Cennet Nimetlerine Kavuşmak Için
En büyük saadet, iki cihânın en üstün insanı olan Resûlullah efendimize (sallallahü aleyhi ve sellem) tâbi olmaktır. Cehennem azâbından kurtulmak için, Allahü teâlânın seçtiği, sevdiği insanların reisine uymak lâzımdır. Cennet nimetlerine kavuşmak, Ona tâbi olanlara mahsustur. Allahü teâlânın sevgisine kavuşmak için, Ona tâbi olmak şarttır. Ona uymayanların, meselâ, namaz kılmayanların tövbeleri, zühdleri, tevekkülleri ve duâları kabul olmaz. Onun yolunda olmayanların zikirleri, fikirleri, şevkleri ve zevkleri kıymetsizdir. Peygamberler, Onun hayat veren deryasından bir kadehe kavuşmakla, o derecelere yükselmişlerdir.
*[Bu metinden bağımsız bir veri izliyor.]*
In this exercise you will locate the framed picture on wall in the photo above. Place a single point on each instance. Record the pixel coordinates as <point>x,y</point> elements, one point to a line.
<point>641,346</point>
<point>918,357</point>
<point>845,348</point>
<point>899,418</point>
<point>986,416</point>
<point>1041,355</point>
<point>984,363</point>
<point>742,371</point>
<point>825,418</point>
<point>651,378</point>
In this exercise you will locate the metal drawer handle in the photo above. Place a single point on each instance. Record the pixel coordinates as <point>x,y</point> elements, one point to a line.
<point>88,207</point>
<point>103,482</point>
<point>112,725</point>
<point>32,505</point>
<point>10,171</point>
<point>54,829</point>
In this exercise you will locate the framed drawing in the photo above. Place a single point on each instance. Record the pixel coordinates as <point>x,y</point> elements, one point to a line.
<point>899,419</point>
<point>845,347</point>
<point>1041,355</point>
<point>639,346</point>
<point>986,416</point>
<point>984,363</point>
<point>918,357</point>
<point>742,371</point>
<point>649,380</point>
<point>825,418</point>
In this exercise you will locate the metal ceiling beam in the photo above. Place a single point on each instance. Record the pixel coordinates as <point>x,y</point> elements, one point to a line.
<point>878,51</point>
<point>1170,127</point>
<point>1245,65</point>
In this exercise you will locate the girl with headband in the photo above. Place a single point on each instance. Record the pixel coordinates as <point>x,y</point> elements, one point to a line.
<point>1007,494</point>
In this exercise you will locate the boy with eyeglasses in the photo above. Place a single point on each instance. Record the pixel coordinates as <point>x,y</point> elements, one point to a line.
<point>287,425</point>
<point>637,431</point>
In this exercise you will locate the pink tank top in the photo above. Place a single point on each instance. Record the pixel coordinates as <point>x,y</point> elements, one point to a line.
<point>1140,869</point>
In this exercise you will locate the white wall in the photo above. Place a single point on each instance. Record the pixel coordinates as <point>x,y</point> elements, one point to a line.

Evliyâ, Onun sonsuz bahrinden bir yudum içmekle murâdlarına ermişlerdir. Yeryüzündeki melekler, Onun hizmetçileri, göklerdekiler, âşıklarıdır. Her şey, Onun şerefine yaratılmış, bütün varlıklar, Onun mübârek ruhundan feyiz almışlardır. Allahü teâlânın varlığını O açıklamış, her şeyin yaratanı, Onun rızasını almak istemiştir. Ona ve Onun Âline ve Eshâbına bizden duâlar olsun. O yüce Peygamber, hepimizden râzı olsun! Bütün gücünüzle Ona tâbi olmaya çalışınız! Bu devlete, bu nimete mâni olan her şeyden kaçınız! Ona tâbi olana inanmanın, Onu sevmenin, felaketlerden kurtarıcı çok kıymetli ilaç olduğunu biliniz!
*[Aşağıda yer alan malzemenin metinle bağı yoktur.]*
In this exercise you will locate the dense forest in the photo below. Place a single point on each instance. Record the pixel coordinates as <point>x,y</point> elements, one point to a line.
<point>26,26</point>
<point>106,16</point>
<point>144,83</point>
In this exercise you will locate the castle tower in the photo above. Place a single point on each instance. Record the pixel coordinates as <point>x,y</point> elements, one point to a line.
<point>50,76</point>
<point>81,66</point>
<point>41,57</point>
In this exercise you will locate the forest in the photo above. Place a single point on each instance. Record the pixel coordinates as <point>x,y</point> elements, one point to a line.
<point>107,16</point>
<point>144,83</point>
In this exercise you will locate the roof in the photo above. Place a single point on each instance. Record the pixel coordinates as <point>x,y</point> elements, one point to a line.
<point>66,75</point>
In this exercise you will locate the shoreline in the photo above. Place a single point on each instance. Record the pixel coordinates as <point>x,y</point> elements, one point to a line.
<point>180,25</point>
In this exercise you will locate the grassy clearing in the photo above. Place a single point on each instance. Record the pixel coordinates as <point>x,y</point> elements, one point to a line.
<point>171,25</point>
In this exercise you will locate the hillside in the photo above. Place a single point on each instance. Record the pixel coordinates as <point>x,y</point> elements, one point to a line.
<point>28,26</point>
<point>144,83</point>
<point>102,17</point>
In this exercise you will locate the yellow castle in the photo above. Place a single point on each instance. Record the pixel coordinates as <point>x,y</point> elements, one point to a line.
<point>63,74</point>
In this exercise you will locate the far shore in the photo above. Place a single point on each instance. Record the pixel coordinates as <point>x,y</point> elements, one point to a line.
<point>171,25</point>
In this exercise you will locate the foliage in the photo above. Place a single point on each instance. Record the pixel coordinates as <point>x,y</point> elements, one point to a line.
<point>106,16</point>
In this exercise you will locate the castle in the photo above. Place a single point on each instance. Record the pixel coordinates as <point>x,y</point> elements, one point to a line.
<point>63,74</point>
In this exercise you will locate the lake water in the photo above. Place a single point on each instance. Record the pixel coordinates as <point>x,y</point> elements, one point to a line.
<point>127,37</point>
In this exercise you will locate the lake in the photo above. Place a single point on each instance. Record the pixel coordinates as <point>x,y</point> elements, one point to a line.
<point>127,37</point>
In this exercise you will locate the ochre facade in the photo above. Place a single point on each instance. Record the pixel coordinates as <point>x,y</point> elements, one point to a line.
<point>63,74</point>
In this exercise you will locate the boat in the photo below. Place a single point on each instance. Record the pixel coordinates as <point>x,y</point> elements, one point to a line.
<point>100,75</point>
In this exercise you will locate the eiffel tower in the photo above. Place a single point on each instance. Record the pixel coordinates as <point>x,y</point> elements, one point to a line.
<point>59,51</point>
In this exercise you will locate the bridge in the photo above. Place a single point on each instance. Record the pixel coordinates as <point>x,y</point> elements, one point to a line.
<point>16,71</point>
Biliniz ki, saadete kavuşmak için, bir veliye mânevi bağ ile bağlanmak lâzımdır. Bu da, onun, Allahü teâlânın sevgili kulu olduğuna inanmak ve onu sevmektir. Allahü teâlânın nimetlerini, ihsânlarını düşünerek, Onu sevene mümin ve Müslüman denir. Onu sevmesini kazanmak için, şeriate uyana ve bir mürşidi sevene sâlih denir. Allahın sevmesini kazanmış olana veli denir. Başkalarının da kazanması için çalışan veliye mürşid denir.
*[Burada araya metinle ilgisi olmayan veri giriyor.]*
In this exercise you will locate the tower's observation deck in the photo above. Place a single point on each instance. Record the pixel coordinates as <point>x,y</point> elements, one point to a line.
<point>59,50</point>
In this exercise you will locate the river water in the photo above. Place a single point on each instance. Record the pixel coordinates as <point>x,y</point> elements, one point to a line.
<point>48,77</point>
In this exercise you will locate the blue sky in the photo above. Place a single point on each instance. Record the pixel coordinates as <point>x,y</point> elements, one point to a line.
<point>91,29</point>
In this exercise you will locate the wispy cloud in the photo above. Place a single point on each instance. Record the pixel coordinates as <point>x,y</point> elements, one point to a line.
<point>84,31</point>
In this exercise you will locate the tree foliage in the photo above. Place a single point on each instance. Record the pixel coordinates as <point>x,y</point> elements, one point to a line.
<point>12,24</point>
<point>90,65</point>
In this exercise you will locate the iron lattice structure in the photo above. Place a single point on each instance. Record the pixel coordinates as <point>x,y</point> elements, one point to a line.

Veliye mânevi bağ yâni muhabbet çok olunca, Resûlullahın mübârek kalbinden çıkıp velinin kalbinden gelen feyzlerden, bereketlerden almak da çok olur. Veliyi görür, sesini işitirse ve O da, teveccüh ederse, yâni feyiz vermek isterse, daha çok feyiz alır. Fakat, herkese istidâdı, kâbiliyeti kadar feyiz gelir. Kâbiliyet, şeriate uymakla artar.